# AVG8.0 Free



## afendiko (Jul 21, 2008)

My operating system is XP Professional SP2. For the last two months I have been using AVG8 Free and AdAware, running them once a day. Two days ago I noticed the AVG icon in the system tray disappeared. I tried running AVG from Start>All Programs but nothing happened when I clicked on the icon. I tried to uninstall the program, with the intention of doing a clean reinstall, but it could not be uninstalled from Add/Remove Programs. I have attached the dropdown window that the system responded with.

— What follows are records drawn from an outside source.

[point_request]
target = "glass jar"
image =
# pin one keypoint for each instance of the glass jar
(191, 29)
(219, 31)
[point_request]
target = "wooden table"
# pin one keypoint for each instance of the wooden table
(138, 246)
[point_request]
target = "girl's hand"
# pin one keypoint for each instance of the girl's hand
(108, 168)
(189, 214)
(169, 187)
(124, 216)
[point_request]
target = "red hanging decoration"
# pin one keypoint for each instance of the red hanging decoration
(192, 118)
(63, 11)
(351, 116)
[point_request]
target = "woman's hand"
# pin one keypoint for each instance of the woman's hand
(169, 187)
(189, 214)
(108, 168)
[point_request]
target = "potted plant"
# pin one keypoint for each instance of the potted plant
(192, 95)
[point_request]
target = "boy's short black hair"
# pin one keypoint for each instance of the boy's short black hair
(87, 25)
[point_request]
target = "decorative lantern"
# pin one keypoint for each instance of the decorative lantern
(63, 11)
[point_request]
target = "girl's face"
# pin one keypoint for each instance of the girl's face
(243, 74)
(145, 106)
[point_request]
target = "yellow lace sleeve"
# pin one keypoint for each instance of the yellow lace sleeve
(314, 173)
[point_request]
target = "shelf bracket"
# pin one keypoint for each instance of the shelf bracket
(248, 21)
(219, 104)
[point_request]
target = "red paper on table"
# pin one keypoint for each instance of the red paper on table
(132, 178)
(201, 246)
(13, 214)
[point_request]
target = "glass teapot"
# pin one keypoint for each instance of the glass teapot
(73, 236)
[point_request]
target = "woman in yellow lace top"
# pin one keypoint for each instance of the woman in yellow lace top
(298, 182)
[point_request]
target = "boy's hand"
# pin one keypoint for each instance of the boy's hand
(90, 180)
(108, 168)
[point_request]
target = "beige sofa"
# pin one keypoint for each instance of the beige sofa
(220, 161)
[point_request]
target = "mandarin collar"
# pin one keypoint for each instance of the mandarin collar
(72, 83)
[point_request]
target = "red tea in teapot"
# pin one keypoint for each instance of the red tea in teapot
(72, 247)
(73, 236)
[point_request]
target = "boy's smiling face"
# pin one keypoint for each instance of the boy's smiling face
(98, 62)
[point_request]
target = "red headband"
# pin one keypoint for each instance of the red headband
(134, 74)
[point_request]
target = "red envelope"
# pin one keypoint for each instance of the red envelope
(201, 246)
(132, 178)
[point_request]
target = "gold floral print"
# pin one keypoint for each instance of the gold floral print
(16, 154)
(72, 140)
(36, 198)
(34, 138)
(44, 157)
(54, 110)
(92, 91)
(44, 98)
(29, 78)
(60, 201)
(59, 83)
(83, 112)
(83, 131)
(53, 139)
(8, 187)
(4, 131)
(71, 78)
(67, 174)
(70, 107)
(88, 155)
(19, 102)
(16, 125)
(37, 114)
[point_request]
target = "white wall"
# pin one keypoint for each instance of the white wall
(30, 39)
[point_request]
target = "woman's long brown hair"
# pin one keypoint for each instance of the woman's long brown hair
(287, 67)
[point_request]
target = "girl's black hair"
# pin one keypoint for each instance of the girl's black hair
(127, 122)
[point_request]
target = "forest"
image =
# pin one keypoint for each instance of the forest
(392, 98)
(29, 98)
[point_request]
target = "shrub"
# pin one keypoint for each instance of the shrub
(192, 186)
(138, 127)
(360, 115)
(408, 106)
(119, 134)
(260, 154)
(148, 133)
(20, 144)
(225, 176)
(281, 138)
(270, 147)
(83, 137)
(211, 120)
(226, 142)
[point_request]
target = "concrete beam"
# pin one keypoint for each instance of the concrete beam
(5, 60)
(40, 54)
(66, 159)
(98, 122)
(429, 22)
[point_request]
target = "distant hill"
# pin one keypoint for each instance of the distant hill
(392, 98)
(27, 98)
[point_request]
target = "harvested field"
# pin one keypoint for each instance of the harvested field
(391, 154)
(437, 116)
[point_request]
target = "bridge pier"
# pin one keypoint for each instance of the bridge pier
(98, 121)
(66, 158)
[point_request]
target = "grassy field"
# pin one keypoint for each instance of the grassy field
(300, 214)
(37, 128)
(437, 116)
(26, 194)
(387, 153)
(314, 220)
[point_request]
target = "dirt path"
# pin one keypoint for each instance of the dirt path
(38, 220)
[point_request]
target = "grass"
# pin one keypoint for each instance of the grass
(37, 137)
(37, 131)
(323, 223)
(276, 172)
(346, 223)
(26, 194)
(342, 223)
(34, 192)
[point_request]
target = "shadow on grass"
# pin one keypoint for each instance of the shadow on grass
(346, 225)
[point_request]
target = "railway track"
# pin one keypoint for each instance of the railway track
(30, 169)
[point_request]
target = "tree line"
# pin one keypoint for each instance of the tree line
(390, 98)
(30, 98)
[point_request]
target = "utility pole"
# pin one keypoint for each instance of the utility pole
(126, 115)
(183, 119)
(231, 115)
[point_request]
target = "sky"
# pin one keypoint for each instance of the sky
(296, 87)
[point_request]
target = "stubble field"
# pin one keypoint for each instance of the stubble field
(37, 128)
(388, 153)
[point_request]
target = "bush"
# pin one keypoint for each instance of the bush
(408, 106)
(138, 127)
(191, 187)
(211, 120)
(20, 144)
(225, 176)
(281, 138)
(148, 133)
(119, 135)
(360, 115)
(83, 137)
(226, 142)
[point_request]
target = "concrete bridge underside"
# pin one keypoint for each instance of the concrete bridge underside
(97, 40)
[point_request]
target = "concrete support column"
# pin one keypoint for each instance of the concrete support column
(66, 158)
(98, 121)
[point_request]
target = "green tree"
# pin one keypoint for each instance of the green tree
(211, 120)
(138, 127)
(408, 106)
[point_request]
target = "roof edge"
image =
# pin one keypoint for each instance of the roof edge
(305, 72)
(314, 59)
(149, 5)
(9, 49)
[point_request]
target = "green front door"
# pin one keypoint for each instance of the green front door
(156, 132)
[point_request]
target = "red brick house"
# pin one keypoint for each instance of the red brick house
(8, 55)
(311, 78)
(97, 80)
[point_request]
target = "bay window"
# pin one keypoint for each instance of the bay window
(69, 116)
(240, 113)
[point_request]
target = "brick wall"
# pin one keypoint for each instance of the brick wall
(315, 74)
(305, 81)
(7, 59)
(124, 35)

I am able to run AdAware, but not AVG. I would be very grateful for your help.


----------



## guru88 (Jun 26, 2008)

Did you uninstall the previous version?
Download ccleaner http://www.vnunet.com/vnunet/downloads/2...
Download latest AVG or AVAST
http://www.vnunet.com/vnunet/downloads/2...
http://www.vnunet.com/vnunet/downloads/2...
Uninstall AVG from control panel, then run ccleaner
then AVG or AVAST that you downloaded


----------



## tetonbob (Jan 10, 2005)

Hello, afendiko -

This is AVG's solution:

http://free.avg.com/ww.faq.num-1238#faq_1238

If you have installed AVG 8.0 Free Edition on your computer and need to install different components or repair the installation, please proceed as follows:

* please download the latest AVG installation installation file from the Download section of our website
*
When you are prompted, please do not open this file directly from the Internet, but click the "Save" button and choose a location where the installation file should be stored. We recommend saving the file to the Desktop.
* Locate the downloaded AVG installation file (it has a four color square icon and its name starts with AVG...) and launch the installation by double-clicking on it.
* The following screen will be displayed during the installation process:
Add/Remove Components - choose this option if you want to add or remove some AVG component
Repair installation - this option repairs or reinstalls missing or damaged components of AVG
Uninstall - this option removes the AVG program from your PC


----------